Walking into the abode of Ricardo Bofill must be like stepping into a dreamy cross between a derelict building site and an overgrown garden.
In fact, this is more or less what the Spanish architect must have had in mind when he embarked on the project. La Fabrica, an antiquated cement factory spanning 3,100 square metres, was the site that Bofill chose to house both his new studio and his home.
Built shortly after World War I, La Fabrica was repeatedly updated while still in use, adapting to the changing need of industry. Bofill did not want to remove or disguise this chequered past but he instead aimed to recreate the site as part garden, part home, part industrial cathedral, and part sculpture.
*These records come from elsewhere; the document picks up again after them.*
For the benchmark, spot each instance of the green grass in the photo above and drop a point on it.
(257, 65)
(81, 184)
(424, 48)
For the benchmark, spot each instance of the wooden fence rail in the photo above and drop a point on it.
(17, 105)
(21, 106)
By selectively removing certain walls with dynamite, sealing off hazardous areas, and planting sprawling flora, the factory was transformed. Over time, the vegetation has intermingled with the industrial surfaces and has blurred the distinction between the two.
Original factory spaces were enlarged by stripping away internal partitions and brightly lit with many newly designed window arches.
What was once a storage silo is now a skylit spiral staircase, while one of the former factory floors now contains a secluded library and reading area enclosed by sweeping white curtains.
It must have been a Herculean project for Ricard Bofill to bring his new studio residence into reality, but the work was clearly worth it. The result is surreal compound within which sits industry, unfettered greenery and elegant architecture.
Not only is it the perfect secluded spot for creative endeavour but it also makes the homes of us regular folks look just a little bit shit.